Strong Dollars And Weak Exports
July 9, 2001
The National Association of Manufacturers and other business groups are pressuring Treasury Secretary Paul O'Neill to intervene in financial markets to bring the dollar down against foreign currencies.
A strong dollar makes goods cheaper for consumers; but it also makes U.S. exports more expensive. The result is a widening trade deficit.
In many cases American businesses are the world's most efficient producers.
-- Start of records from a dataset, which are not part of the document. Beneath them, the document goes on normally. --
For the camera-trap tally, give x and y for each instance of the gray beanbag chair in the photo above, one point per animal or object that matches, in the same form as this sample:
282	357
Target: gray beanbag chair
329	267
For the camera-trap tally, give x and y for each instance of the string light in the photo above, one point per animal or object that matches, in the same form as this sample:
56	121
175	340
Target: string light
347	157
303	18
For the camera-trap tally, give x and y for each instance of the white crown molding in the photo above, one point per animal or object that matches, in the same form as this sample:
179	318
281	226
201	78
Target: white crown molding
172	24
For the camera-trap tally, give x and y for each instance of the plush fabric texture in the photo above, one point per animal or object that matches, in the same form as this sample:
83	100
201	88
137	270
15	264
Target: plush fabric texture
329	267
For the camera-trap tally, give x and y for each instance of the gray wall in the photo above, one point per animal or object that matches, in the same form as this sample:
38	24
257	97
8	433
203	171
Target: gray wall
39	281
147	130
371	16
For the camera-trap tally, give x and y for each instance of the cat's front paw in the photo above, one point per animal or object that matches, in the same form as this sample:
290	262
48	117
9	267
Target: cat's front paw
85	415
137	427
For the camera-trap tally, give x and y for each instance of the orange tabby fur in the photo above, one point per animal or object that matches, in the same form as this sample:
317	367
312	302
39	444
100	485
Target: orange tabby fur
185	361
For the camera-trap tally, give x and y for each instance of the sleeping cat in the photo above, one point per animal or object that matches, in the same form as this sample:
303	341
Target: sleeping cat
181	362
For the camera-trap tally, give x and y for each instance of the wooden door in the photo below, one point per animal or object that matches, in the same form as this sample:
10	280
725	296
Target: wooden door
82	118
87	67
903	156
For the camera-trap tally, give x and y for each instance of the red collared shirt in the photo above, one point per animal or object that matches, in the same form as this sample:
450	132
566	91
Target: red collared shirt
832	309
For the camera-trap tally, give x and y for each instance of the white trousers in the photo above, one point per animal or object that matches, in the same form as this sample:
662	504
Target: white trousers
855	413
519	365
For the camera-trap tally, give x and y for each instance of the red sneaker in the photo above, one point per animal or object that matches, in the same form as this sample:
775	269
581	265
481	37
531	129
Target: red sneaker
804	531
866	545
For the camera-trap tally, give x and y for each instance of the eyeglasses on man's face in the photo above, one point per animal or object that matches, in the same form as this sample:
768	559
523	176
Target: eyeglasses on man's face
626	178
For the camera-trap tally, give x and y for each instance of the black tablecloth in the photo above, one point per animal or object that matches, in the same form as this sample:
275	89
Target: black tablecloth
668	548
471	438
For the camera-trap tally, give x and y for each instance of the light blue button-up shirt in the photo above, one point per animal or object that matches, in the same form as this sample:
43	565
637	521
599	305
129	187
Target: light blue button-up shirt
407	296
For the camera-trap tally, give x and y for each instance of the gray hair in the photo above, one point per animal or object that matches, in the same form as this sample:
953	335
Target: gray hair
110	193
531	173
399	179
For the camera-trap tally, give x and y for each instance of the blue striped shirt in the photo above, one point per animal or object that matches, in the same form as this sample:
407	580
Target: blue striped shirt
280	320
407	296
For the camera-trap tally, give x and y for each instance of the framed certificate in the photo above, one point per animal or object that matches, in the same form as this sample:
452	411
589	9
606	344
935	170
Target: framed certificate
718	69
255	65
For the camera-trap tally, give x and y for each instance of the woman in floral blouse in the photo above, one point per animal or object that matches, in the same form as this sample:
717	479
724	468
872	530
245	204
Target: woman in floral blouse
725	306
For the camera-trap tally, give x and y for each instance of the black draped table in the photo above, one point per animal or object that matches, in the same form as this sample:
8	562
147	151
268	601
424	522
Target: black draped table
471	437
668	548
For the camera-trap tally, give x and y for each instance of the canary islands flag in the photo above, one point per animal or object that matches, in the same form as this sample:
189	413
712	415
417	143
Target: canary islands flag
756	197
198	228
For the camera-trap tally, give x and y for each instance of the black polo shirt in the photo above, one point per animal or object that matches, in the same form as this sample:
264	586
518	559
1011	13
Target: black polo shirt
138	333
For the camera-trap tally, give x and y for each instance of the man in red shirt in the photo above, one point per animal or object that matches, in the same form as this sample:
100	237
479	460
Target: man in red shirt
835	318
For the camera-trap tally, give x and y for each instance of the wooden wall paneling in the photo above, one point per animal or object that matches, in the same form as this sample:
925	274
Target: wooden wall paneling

But their edge in productivity is offset by exchange rates.
The dollar has risen steadily against most major currencies since 1995.
- In 1995, $1 would buy 94 yen -- today, it will buy 122 yen.
- One dollar would have bought $1.37 worth of Canadian goods in 1995 -- today, $1 will buy $1.52 worth of Canadian goods.
- The dollar's value increased 39 percent in the last 6 years compared to an index of other major currencies, adjusted for inflation and weighted by trade, according to the Federal Reserve.
The dollar is rising because demand for dollars is outstripping supply. When the Federal Reserve tightens monetary policy to fight inflation, it strengthens the dollar, especially when other countries follow a looser monetary policy.
The resulting rise in imports, pressure on exporters and bigger trade deficits will become intolerable, if only for political reasons.
In a similar situation in 1985, Treasury Secretary James A. Baker sold dollars from the Exchange Stabilization Fund and bought foreign currencies, while foreigners did the same. This brought the dollar down sharply, which improved the competitiveness of U.S. exports.
Soon, Secretary O'Neill may engineer a new international monetary deal to at least halt the dollar's rise. It may be just the sparkplug the economy needs to get moving again.